不多時,浴缸就被水充滿了,紀卯泡在水里,看著賀知把自己脫光了,也泡了進來。
浴缸很大,紀卯縮在一旁,緊張地看著賀知。
賀知出言安撫:「今天做完了。」
「好,」紀卯又不需要洗澡,他隨便泡了泡水,站了起來,用浴巾擦乾了身體,道,「我要去休眠了。」
還沒等賀知說話,他就跑回了房裡。
賀知也沒有在浴室多留,他回到房裡時,紀卯平躺在床的邊,只佔了一小塊地方,安靜地閉著眼睛。
「紀卯,」賀知擦著頭髮,開口,「別裝休眠。」
紀卯睜開了眼睛,看著賀知,道:「我一直想問你,你怎麼看出我是裝的。」
賀知就捏了一下他的臉道:「我詐你的。」
紀卯呆了呆,推了賀知一下,翻身背對他了。
「紀卯。」賀知把手搭在紀卯肩上,叫他一聲。
紀卯沒答話。
「你在遊戲里……」賀知把半濕的毛巾扔在一旁,繼續問紀卯,「是這麼做麼?」
紀卯誠實地搖了搖頭:「不是。」
差遠了,遊戲里還能說是勢均力敵,輕輕鬆松,換到現實里,紀卯都快燒起來了。
「我猜……只是我擴展了遊戲的世界,或是程序因為了延續我記憶,而根據反應而提供給我的服務,」紀卯緩慢地分析,「可能我……太……」
紀卯說不下去了。
賀知笑了笑,才道:「或者有機會再問問沈舜。」
聽見沈知予在前瞻科技使用的假名,紀卯愣了愣,不置可否地點點頭,對賀知道:「我真的要休眠了。」
「睡吧,晚安。」賀知湊過去,吻了吻紀卯的額頭。
紀卯看見賀知堅毅的下巴碰了碰他的鼻尖,又離開了,也同他道了晚安,祝他做一個好夢。
紀卯真的休眠了,賀知又睡不著了。
他渾身都很興奮,可惜紀卯不能感受他的觸碰,不能感受他的吻,他的擁抱。
賀知側頭看了一眼紀卯的臉,覺得有一些後悔,他恨不能穿回幾個月前,重新讀檔,將紀卯的回憶洗去重錄,把它變得更美滿一些。

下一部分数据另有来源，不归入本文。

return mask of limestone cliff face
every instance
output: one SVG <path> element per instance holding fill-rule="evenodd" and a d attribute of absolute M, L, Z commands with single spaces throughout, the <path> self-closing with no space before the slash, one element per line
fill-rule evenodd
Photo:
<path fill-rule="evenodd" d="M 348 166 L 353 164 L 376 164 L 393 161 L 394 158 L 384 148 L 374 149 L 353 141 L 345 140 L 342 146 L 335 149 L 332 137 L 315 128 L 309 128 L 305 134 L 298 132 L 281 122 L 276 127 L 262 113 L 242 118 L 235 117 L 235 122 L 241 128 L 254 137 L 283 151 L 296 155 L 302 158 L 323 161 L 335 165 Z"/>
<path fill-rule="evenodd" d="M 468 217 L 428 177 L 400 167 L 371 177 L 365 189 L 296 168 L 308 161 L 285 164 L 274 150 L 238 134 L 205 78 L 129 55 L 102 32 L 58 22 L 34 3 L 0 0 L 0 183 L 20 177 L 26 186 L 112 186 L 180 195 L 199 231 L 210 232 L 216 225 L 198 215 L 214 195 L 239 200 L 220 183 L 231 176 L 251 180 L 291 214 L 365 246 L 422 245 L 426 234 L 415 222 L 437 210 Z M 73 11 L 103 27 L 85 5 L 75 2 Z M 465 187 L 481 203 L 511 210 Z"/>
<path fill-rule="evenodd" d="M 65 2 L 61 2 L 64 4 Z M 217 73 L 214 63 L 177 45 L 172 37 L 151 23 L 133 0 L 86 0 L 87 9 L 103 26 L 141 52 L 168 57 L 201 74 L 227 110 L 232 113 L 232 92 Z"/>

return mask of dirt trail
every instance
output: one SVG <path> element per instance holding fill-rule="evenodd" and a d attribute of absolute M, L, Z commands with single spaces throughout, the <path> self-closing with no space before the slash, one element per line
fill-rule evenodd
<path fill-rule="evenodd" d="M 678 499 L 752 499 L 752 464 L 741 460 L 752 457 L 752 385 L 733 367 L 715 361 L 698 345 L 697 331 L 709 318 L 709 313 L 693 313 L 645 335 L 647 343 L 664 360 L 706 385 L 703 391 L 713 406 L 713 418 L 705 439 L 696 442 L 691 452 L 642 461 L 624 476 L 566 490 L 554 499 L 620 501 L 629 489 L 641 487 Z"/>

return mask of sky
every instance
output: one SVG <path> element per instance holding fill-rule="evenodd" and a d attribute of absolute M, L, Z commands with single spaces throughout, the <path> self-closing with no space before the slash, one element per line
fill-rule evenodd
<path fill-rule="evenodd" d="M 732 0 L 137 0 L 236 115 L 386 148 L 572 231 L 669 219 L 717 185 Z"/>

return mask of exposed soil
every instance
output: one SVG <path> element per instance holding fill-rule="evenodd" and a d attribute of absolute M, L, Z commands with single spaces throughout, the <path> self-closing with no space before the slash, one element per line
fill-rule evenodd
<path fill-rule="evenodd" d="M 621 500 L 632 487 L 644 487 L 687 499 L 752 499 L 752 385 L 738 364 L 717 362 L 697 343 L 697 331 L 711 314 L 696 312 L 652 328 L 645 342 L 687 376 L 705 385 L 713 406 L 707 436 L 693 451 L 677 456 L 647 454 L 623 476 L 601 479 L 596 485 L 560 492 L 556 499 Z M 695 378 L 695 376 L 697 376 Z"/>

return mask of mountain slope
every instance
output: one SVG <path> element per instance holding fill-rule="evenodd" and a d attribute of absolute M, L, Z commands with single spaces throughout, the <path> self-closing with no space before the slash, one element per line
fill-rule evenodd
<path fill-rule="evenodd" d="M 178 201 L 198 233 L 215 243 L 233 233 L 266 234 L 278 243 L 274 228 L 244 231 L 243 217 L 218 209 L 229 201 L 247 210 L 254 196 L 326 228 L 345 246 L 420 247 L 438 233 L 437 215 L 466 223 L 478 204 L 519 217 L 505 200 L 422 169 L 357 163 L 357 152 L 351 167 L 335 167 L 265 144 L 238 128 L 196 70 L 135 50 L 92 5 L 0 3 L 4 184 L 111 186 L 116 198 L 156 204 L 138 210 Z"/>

如果換一個見面方式,換一個遊戲過程,也換一個更好的賀知,結局會不會更好?
紀卯想要花就給他花,想要愛給他愛,想要風吹雨淋,想與賀知沈淪欲海,那麼統統都給他。
賀知抬手戳了一下紀卯的臉頰,順著他飽滿的線條滑下去,手指不算溫柔地按壓了幾下紀卯的嘴唇,又用自己的嘴唇取代了手指。
反正就算偷親紀卯,他也不會發現。